So you're working on a project, and for some reason, you need to upgrade or change a dependency. But by doing so, you realize that you have a lot of rework and refactoring to do in your codebase.
It feels like you've been hit by a truck. How can you go over this huge codebase and re-read, inspect, analyze, and rewrite all this code, all for a simple dependency change?
Let alone that this will most likely happen again when another dependency's usage changes sometime in the near future.
Huge inconvenience! Certainly, the amazing coders out there won't leave us in the open without a solution to this, right?
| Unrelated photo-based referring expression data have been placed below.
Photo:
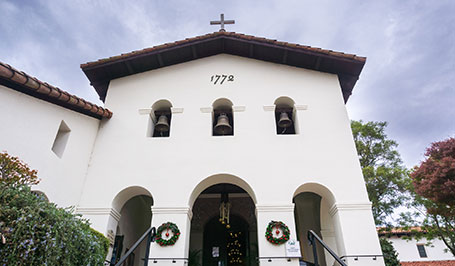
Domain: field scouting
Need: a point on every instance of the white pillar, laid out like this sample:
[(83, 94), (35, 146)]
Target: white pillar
[(267, 250), (356, 234), (164, 255)]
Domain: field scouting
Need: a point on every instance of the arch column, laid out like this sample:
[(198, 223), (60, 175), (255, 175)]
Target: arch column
[(265, 214), (104, 220), (354, 226), (181, 216)]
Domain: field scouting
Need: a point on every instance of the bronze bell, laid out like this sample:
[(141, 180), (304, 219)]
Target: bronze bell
[(222, 126), (284, 121), (162, 125)]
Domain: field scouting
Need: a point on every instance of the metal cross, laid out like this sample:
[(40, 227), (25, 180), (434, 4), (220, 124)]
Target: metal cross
[(222, 22)]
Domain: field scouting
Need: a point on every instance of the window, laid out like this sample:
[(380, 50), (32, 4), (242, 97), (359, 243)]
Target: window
[(422, 251), (285, 116), (160, 119), (222, 118), (63, 133)]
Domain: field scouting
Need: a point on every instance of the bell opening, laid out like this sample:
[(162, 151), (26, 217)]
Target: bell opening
[(284, 121), (163, 124), (223, 123)]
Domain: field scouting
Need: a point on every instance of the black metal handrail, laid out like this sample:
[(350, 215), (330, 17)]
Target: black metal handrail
[(356, 257), (312, 236), (150, 234)]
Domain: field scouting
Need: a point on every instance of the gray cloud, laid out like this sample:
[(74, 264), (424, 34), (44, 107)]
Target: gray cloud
[(410, 45)]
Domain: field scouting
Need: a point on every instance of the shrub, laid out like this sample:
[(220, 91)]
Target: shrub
[(37, 232)]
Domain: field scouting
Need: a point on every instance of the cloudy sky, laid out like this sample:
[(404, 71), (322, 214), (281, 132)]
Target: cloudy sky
[(408, 79)]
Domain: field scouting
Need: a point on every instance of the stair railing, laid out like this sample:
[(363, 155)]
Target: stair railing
[(312, 236), (150, 234)]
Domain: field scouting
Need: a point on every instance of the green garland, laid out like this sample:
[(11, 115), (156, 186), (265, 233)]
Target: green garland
[(277, 240), (171, 241)]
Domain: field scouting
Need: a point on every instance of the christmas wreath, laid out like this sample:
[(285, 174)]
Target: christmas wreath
[(168, 240), (277, 233)]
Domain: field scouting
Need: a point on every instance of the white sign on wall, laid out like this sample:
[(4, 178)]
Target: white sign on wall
[(293, 249)]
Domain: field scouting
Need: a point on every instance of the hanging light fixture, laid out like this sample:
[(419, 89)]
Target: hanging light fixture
[(225, 209)]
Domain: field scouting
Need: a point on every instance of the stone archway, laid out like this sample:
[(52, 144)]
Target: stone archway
[(212, 238), (312, 203), (134, 206)]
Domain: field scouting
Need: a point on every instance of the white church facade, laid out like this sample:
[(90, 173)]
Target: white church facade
[(218, 134)]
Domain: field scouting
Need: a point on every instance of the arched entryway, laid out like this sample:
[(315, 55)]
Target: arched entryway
[(312, 203), (224, 227), (134, 205)]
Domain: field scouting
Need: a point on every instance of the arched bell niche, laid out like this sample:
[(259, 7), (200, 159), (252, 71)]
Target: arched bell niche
[(222, 118)]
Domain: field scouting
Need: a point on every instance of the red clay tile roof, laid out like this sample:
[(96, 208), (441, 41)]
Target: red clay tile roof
[(429, 263), (232, 34), (346, 66), (20, 81), (398, 231)]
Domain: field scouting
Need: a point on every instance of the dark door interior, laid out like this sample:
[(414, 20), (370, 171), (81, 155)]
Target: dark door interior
[(226, 246)]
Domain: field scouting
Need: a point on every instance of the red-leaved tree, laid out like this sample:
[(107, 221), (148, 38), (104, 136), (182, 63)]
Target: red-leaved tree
[(433, 187), (434, 179)]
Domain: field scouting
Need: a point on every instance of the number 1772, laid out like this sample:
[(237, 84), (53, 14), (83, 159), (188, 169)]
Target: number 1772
[(220, 79)]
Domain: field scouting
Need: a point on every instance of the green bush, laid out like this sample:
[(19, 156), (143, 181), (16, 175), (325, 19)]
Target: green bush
[(37, 232), (389, 252)]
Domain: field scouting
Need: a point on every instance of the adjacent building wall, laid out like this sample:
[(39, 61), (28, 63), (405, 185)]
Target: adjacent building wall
[(28, 129), (407, 249)]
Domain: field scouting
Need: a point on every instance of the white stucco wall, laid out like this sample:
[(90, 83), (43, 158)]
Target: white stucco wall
[(28, 128), (273, 166), (407, 249)]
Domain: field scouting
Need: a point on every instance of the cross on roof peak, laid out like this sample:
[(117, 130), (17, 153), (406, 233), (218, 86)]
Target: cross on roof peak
[(222, 22)]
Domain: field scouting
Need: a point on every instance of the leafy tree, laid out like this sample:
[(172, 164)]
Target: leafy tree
[(389, 252), (433, 188), (385, 177), (34, 231)]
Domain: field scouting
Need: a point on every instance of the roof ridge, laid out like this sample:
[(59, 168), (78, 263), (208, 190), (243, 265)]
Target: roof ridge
[(51, 93), (224, 33)]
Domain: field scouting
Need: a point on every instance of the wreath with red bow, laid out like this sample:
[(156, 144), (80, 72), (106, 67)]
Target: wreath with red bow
[(274, 229), (167, 227)]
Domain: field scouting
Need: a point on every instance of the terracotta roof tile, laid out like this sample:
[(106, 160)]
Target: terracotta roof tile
[(47, 92), (429, 263), (232, 34)]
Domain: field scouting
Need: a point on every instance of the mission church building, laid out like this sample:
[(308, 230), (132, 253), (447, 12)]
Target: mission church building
[(233, 146)]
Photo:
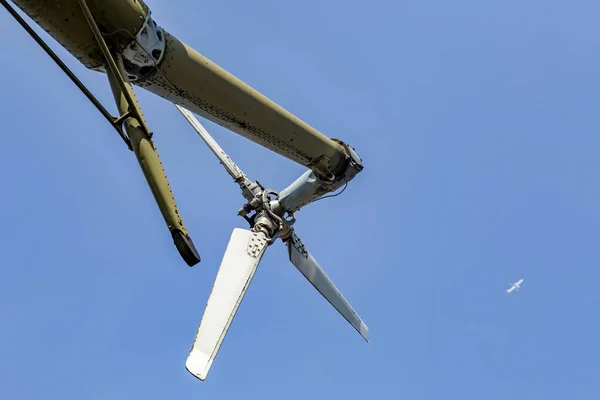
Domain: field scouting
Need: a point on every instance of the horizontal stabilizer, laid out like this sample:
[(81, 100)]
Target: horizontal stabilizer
[(309, 267), (241, 259)]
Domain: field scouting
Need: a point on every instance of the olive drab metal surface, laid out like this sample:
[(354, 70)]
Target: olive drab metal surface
[(186, 77), (121, 39)]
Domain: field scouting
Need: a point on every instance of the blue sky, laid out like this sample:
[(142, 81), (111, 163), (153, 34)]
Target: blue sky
[(477, 122)]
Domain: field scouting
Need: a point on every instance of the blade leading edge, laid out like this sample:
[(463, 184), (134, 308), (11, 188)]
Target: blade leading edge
[(312, 271), (241, 259)]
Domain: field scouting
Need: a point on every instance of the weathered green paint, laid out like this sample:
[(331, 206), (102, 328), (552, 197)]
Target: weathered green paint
[(188, 78)]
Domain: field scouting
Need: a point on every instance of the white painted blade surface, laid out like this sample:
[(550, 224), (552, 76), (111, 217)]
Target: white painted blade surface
[(309, 267), (241, 259)]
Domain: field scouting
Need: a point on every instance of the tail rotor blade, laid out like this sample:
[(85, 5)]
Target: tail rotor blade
[(312, 271), (241, 259)]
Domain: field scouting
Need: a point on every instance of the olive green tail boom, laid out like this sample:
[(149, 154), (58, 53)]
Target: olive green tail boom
[(142, 144), (139, 137), (147, 156)]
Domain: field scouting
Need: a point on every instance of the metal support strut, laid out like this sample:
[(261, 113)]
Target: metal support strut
[(138, 138), (142, 144), (115, 122)]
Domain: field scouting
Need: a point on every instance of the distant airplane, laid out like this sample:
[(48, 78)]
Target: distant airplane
[(515, 286)]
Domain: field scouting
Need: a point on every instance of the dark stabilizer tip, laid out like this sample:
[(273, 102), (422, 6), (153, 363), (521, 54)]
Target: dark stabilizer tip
[(186, 247)]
I'll Find & Replace, What's the Issue? 😎 (Hint: A Lot!)
You might like living on the edge and think about going wild with a find and replace to do all the needed changes in this scenario, but then a few replaces in and you find that you're either already breaking the code or trying to take care of so many special cases that it's infeasible.
Imagine if you have a piece of code like this in your program:
let hello = "world";function sayhello(){console.log("hello world");}
And you need to replace every hello → world.
That would be quite problematic, as you see. First of all, you're not sure which “hello” occurrences should be replaced and which shouldn't. And even if you did, simply finding and replacing will lead to replacing parts of the program that shouldn't have been replaced. Causing so much hassle and eventually leading to manual work.
So what's the solution? 😞
Enter, Codemods! 🥳
Codemods, short for “code modifications," are cool programs that automate the tedious work of re-structuring your code for something like a dependency change by automatically and easily converting and migrating your codebases.
Codemods leverage (very) mature analysis and structuring techniques to build new cutting-edge workflow efficiency scripts.
Codemods work by creating ASTs (Abstract Syntax Trees) of your code, manipulating/re-structuring those trees, and re-writing your code using those new trees.
ASTs are simply an abstract representation of the code’s syntax, which were created so that compilers could work.
How codemods transform code
Well, this sounds a bit overwhelming, but all of this is just a fancy way of saying that codemods go over your code then:
- Tokenizes it (or splits it into small chunks)
- Uses those tiny pieces to create a tree that resembles how your code looks like from a structural point of view.
- Finally, uses that tree to manipulate the code and do all the needed fixes then creates new code off of that tree.
Methods of Codemods Generation
There are 3 methods of codemod generation you can go about.
- Imperative-Based Codemods
- Declarative/Pattern-Based Codemods
- LLM-Based (Large Language Models) Codemods
Imperative-Based Codemod Engines
Imperative-based codemod engines work by using explicitly written rules for selecting nodes in an AST and transforming them; thereby changing the AST from one version to another.
An example of this method is using Codemod Studio to manually inspect the AST, select nodes, filter nodes, modify them, and create a code transformation.
Declarative/Pattern-Based Codemod Engines
These types of codemod engines are much easier to use compared to imperative-based engines. Declarative-based engines rely mainly on input/output states of code that allow the declarative engine to find specific patterns of code transformation between both states.
Declarative-based codemod engines hide much of the underlying implementation details, allowing a much more human-understandable method of codemod generation. However, declarative codemod engines still rely on ASTs for code transformations and are limited to supporting changes only when atomic transformations are already built.
An example of a declarative codemod engine is Codemod Studio's AI Helper.
LLM-Based (Large Language Models) Codemod Engines
LLM-based codemod engines allow codemod generation to be a data-driven process of providing examples of before and after code snippets.
These codemod engines skip the use of ASTs to develop transformations and rather work by a direct code-to-code transformation.
Such models, however, are rarely suitable for complex transformations and are instead used for simple transformations. In addition, human review is needed to ensure that the code transformation is accurate.